¡Sólo un único Dios!

  • “No te harás imagen, ni ninguna semejanza de lo que esté arriba en el cielo, ni abajo en la tierra, ni en las aguas debajo de la tierra. 5 No te inclinarás a ellas, ni las honrarás; porque yo soy Jehová tu Dios, fuerte, celoso,…” (Éxodo 20:4-5).

De los mandamientos, éste tal vez es el más quebrantado de todos. Muchas personas claman y afirman que aman a su prójimo; a los de su familia, a los que no son de la familia, a sus enemigos, etc. Pero, ¿por qué fallan las personas en no guardar el mandamiento mencionado en Éxodo 20:4-5?

Piensa en lo siguiente: Tinieblas y granizo… Langostas y moscas… Ranas y sangre. ¿Qué te traen a la memoria las palabras anteriores? Si pensaste en las plagas de Egipto, estás en lo correcto. ¿Pero qué conexión posible podría existir entre esas plagas? ¿Por qué Dios seleccionó precisamente esas calamidades?

  • “…y ejecutaré mis juicios en todos los dioses de Egipto: Yo Jehová” (Éxodo 12:12).

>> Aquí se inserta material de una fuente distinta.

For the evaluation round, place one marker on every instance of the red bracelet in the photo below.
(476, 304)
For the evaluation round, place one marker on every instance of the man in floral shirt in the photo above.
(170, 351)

Cada plaga, literalmente destruyó, así fuera parcialmente, la confianza que los egipcios habían depositado en animales, en la naturaleza y aún en el hombre en la figura de Faraón el cual, aunque simple mortal, era considerado y adorado como “dios”. El objetivo principal de estas plagas además de demostrar cuán Todopoderoso es Dios, era para que las personas volvieran a recordar al Único Dios que existe en todo el universo y creador del mismo con todo lo que éste contiene.

Esto lleva a varias preguntas: ¿Crees tener “objetos de confianza” en tu vida que te traen prosperidad, salud, protección? ¿Cuáles podrían ser esos “objetos”? ¿Veneras, respetas o amas a “algo” o “alguien” al mismo nivel que a Dios? ¿Crees que “algo” o “alguien” pueden siquiera compararse con el Único Dios? ¿Es el Señor Dios realmente el Único digno de adorar, alabar y glorificar en tu vida?

Reflexionemos hoy y pensemos en la triste experiencia en la que Faraón de Egipto y su pueblo se vio involucrado por poner su confianza en “algo” o “alguien” equivocado.